We went to Disney (this was close to Anaheim) and rode every ride there was! We went to Universal, Sea World and Broadway shows. We played Pretty Pretty Princess and Candyland until I wanted to scream. I never missed any function she was in, volley ball, parent teacher conference, science fair, prom and homecoming. She had slumber parties and birthday parties. Most importantly, we talked, loved, I sang to her, rocked her and dried her tears, assuring her that it will be OK. And never, ever would I strike her.

When I turned 40, someone in the rooms suggested I throw myself a birthday party and get off of what I didn’t have. I announced it at the Westside club in Traverse City a few weeks ahead.
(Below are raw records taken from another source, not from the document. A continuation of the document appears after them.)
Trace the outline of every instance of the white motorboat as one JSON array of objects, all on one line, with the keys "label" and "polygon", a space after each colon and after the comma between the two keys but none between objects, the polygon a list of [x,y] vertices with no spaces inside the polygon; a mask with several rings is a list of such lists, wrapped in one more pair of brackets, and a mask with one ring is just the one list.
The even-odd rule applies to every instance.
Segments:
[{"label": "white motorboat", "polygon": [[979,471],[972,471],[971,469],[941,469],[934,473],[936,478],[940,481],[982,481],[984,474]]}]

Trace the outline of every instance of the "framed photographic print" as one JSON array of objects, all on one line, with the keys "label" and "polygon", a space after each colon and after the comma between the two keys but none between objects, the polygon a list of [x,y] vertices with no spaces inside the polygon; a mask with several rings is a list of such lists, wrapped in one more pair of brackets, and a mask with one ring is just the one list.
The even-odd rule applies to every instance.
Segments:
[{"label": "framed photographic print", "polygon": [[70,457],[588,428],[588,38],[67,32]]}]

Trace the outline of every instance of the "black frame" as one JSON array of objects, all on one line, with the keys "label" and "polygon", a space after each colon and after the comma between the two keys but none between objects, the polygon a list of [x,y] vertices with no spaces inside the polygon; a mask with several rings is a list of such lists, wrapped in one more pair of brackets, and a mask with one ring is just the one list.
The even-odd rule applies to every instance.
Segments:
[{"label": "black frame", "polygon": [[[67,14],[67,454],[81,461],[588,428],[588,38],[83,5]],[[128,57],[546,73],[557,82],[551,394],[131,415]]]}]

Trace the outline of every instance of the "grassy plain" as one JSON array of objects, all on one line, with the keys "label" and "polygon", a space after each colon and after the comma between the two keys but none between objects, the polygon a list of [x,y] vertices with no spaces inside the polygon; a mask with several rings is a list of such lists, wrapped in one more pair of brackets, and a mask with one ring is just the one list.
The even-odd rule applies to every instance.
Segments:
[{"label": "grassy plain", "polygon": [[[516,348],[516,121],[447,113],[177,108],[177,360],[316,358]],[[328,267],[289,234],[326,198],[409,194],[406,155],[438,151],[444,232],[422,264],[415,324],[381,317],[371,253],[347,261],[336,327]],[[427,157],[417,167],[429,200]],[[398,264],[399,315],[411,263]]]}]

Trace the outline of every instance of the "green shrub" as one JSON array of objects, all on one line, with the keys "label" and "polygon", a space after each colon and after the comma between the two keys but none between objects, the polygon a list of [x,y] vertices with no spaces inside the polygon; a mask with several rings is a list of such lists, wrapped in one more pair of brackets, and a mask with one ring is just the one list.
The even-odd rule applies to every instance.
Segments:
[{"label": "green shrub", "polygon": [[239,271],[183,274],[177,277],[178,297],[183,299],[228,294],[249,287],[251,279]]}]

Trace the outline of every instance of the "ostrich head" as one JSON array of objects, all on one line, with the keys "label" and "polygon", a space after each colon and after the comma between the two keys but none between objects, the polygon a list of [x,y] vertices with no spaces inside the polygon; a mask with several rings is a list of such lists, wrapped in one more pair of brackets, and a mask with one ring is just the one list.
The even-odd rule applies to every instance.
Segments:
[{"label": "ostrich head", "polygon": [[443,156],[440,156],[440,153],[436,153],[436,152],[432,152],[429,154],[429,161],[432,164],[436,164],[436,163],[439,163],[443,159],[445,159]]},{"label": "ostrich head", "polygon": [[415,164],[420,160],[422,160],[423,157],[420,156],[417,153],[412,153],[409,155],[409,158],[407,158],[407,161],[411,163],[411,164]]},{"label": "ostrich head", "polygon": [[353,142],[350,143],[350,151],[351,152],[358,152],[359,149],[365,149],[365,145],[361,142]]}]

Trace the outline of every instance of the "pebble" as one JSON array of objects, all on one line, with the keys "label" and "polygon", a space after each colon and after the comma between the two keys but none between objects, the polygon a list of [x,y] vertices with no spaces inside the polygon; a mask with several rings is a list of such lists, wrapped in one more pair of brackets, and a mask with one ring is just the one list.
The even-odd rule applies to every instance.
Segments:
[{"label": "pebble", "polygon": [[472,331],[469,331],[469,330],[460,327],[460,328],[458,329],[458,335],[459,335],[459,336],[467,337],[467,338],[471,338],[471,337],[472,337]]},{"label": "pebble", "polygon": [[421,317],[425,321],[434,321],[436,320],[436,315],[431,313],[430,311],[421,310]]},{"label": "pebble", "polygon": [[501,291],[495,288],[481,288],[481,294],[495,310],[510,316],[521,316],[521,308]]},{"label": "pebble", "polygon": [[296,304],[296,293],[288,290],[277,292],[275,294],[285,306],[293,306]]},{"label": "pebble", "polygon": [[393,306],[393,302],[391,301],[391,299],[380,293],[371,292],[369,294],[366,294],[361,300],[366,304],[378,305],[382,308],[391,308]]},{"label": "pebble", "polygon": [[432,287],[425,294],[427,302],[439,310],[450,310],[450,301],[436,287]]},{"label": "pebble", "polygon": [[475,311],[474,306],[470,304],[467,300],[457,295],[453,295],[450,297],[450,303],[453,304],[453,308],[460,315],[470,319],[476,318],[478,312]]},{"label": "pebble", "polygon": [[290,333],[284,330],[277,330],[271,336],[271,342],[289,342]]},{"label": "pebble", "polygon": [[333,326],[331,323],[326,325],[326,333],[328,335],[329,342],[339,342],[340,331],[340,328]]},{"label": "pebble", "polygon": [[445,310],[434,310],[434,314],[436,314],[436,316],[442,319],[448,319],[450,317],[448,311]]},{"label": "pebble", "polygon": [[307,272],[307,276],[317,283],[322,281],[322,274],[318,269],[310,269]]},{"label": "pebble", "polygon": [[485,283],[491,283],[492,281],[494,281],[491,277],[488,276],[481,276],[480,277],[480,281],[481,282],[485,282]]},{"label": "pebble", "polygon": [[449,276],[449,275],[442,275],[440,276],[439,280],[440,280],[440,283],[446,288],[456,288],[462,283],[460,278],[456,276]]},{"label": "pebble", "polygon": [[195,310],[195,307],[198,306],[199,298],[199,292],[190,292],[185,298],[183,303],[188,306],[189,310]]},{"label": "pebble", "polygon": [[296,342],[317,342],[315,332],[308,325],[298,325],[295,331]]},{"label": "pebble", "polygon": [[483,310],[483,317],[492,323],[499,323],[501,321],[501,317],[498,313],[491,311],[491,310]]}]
These people knew me and my daughter for a long time-pain and all. Every single person in that club showed up along with their kids, their dogs and tons of food and gifts. It was magic.

I have since had many ‘gypsy Thanksgivings’-a full meal for those who have nowhere to go or those who chose to go to the family drunk fest and came over for pie and fellowship, trying to process what happened. I have had Christmas trees fully decorated and quietly set in my home while we were out. I have had secret Santa’s making sure my daughter never went without. Chords of wood were delivered, stacked and left anonymously. Scholarships were awarded when I thought I was out of options to finish college. Cars were sold to me with a handshake and trust that I would pay monthly, and I did just that. There are many to talk with, many that encourage, and applaud when I celebrate another year sober, have that diploma in my hand, or just need an ear to listen. I have been touched by many and hope that I have returned the love. You are not alone, you are not bad, and you are not broken. You are a part of the Divine.